It’s important to recall, however, that although Blair lost the battle to hand-pick a dyed-in-the-wool interventionist as his successor, the taciturn Brown has none of Blair’s glib appeal. Opinion polls taken before Blair’s announcement of departure suggest that Brown may struggle to hold onto Labor’s majority in the next election against a resurgent Conservative Party. Despite widespread relief at Blair’s exit, a "moral lapse" under Brown’s leadership may prove rather short-lived. This would hardly disappoint Blair, since the Labor Party has been little more than a vehicle for his career and vainglorious instincts. In fact, he is probably more comfortable with the Tories’ views on foreign policy. The Tories’ current leader, David Cameron, is a staunch Atlanticist. Cameron has strong links to a tightly-knit group of Tory MPs and activists known disparagingly as the "Notting Hill Set," several of whom are members of the UK-based Henry Jackson Society. This nucleus of British neoconservatives includes Michael Gove, a prominent Tory MP, author, and journalist. Gove has gone so far as to declare his "love" for Tony Blair, and he is regarded as a potential leader of the Conservative Party. The Tories have long stewed over Blair’s triumph in usurping their traditionally close ties with Washington. They are aching to get back on the field and play ball under a D.C. head coach again. A celebration of Blair’s departure from the scene looks increasingly premature.

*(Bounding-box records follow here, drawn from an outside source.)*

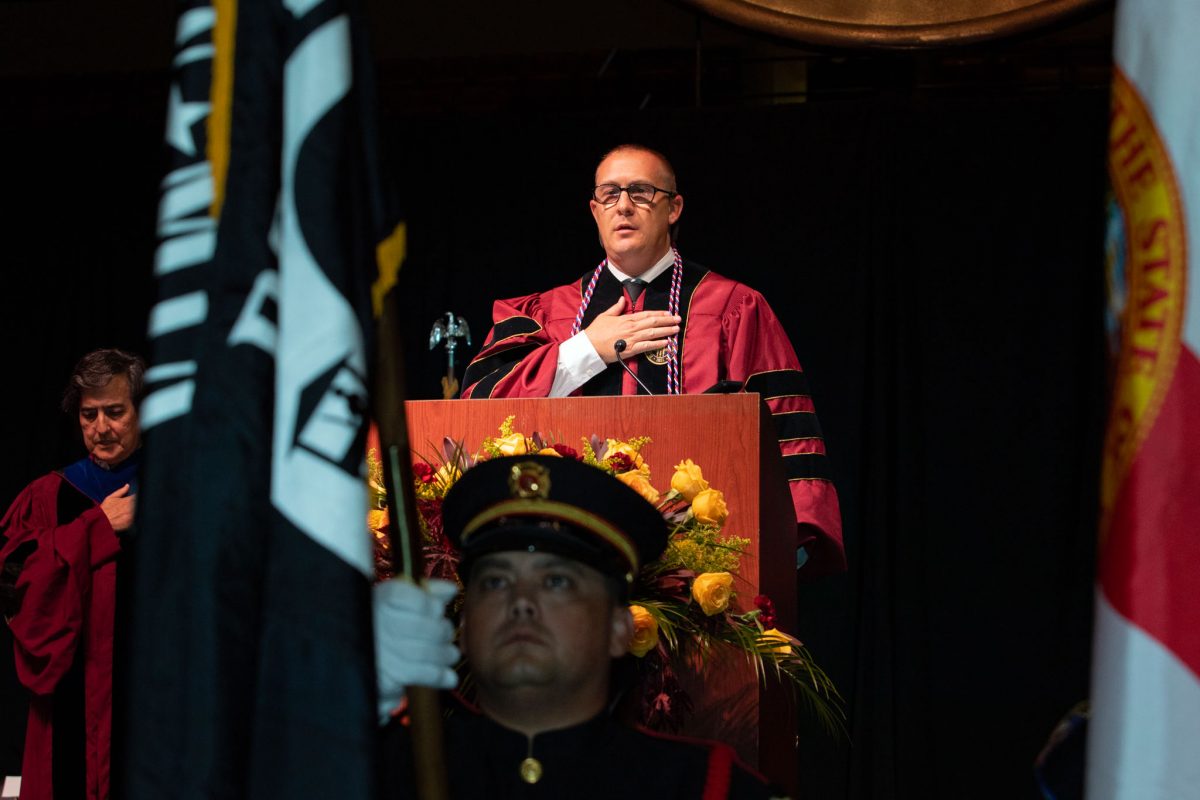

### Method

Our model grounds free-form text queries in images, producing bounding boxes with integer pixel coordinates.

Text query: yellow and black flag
[123,0,395,800]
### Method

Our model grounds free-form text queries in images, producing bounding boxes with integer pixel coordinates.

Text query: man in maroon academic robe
[0,349,144,800]
[463,145,846,577]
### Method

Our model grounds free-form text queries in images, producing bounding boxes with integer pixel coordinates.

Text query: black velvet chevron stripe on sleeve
[491,317,541,347]
[462,344,536,397]
[784,453,832,481]
[770,411,822,441]
[462,317,541,397]
[745,369,809,399]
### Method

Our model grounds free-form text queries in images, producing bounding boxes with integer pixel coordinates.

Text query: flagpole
[371,290,450,800]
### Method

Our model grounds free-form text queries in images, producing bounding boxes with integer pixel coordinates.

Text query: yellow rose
[367,509,388,530]
[629,606,659,658]
[433,462,462,489]
[617,469,659,503]
[496,433,526,456]
[691,572,733,616]
[671,458,708,503]
[762,627,792,656]
[691,489,730,528]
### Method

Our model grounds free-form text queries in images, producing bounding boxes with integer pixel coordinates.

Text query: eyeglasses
[592,184,678,205]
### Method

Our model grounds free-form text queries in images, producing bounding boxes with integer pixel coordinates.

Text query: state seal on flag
[1100,68,1187,530]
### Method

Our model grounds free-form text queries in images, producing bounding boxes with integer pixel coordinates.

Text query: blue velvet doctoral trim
[62,450,142,503]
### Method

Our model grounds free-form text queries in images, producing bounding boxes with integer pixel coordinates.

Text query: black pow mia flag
[124,0,403,800]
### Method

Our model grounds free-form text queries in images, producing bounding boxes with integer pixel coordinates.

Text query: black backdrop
[0,56,1108,799]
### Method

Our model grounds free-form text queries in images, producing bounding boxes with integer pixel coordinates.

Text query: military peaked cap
[442,456,668,582]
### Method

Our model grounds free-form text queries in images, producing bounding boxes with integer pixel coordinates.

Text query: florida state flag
[1087,0,1200,800]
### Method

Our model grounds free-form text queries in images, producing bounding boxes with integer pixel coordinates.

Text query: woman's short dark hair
[62,348,146,414]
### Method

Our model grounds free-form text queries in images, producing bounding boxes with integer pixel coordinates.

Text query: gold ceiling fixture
[683,0,1110,49]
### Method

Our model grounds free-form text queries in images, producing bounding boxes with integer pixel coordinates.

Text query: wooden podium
[406,393,797,794]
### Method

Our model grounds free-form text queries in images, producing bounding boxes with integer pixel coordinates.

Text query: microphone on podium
[612,339,654,395]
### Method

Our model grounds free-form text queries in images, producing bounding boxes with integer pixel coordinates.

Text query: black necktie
[625,278,647,302]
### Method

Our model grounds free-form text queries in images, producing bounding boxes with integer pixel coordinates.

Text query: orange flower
[691,572,733,616]
[629,606,659,658]
[496,433,527,456]
[762,627,792,656]
[617,469,659,503]
[691,489,730,528]
[604,439,650,475]
[671,458,708,503]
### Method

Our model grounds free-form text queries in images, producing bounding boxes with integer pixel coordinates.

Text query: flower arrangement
[367,416,845,732]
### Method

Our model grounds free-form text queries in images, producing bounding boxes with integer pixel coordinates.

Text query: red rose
[754,595,775,628]
[554,445,583,461]
[413,461,437,483]
[608,453,635,475]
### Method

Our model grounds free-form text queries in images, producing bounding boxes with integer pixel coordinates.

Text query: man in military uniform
[463,145,846,578]
[382,456,772,800]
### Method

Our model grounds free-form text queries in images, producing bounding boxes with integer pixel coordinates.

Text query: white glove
[371,578,458,724]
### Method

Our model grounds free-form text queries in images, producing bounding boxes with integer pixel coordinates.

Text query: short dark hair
[592,142,679,192]
[62,348,146,414]
[592,142,679,245]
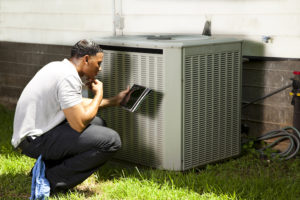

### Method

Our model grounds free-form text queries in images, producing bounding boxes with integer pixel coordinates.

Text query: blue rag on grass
[30,155,50,200]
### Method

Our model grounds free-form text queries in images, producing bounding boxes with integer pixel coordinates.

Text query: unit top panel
[93,35,241,48]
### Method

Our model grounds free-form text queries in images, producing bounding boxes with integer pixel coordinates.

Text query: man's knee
[109,130,122,151]
[97,127,121,152]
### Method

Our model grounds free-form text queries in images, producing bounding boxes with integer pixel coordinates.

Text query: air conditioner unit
[95,35,242,171]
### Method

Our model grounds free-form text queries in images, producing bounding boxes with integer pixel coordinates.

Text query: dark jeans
[20,117,121,191]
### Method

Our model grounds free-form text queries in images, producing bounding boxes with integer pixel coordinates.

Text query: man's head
[71,40,103,79]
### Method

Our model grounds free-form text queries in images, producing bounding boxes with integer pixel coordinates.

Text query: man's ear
[84,55,89,63]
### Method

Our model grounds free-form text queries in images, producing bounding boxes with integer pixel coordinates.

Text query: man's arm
[82,87,130,108]
[82,98,117,108]
[63,80,103,133]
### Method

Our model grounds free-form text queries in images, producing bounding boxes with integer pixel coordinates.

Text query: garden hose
[255,126,300,160]
[242,71,300,160]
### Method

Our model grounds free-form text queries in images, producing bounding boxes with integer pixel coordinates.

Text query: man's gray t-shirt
[11,59,82,147]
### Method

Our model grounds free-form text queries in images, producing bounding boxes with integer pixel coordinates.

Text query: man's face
[84,52,103,79]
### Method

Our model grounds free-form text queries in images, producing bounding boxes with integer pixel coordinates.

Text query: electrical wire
[255,126,300,160]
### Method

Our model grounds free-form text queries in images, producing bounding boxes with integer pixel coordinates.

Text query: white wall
[0,0,113,45]
[0,0,300,58]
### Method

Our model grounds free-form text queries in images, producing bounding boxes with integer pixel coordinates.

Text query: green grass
[0,106,300,200]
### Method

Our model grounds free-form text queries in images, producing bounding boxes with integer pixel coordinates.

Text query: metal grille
[183,51,241,169]
[97,50,164,167]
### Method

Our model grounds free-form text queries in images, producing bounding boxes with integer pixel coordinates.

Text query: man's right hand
[91,79,103,96]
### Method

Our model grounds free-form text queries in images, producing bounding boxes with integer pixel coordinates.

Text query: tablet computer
[120,84,151,112]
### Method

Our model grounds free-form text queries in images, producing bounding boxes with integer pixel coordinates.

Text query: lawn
[0,106,300,200]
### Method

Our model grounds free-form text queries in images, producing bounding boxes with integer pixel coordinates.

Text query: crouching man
[12,40,129,192]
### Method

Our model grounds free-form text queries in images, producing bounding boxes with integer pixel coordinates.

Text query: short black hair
[71,39,103,58]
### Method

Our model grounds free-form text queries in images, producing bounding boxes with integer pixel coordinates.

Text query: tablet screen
[120,85,146,109]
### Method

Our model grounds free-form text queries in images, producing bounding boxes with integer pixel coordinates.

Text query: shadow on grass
[0,173,31,200]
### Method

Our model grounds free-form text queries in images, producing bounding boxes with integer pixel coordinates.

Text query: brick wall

Still, there is no shortage of private citizens and antiwar organizations who would love to see Blair tossed in jail for his wars of aggression. Despite the unrelenting efforts of his top toadies in the media and blogosphere, there has always been a stubborn segment of British society reassuringly immune to Tony’s drunken sermons and the holy doctrine of "military humanism." It is unclear, however, what legal remedies are available to those determined to see Blair pay a heavy personal price for his pact with the neoconservative devil. We may never have the pleasure of seeing a bewildered Blair enter a plea in the Hague or watching him digest the irony of an arrest warrant served by an ambitious overseas magistrate determined to "give the impossible a go" (timed, preferably, to coincide with a high-profile visit on behalf of Blair Foundation). In the end, we may have to settle for the poetic justice of a forlorn ex-premier unable to wash the blood of hundreds of thousands of Iraqis from his hands, living in permanent fear under constant police protection, openly despised by the vast majority of his countrymen whose security he gambled away so heedlessly. It would be a far cry from the cherished golden legacy that looked so secure back in April 2003.
Postscript: I think we can safely rule out any collaboration between the Blair Foundation and the Carter Center. Thank you, Jimmy.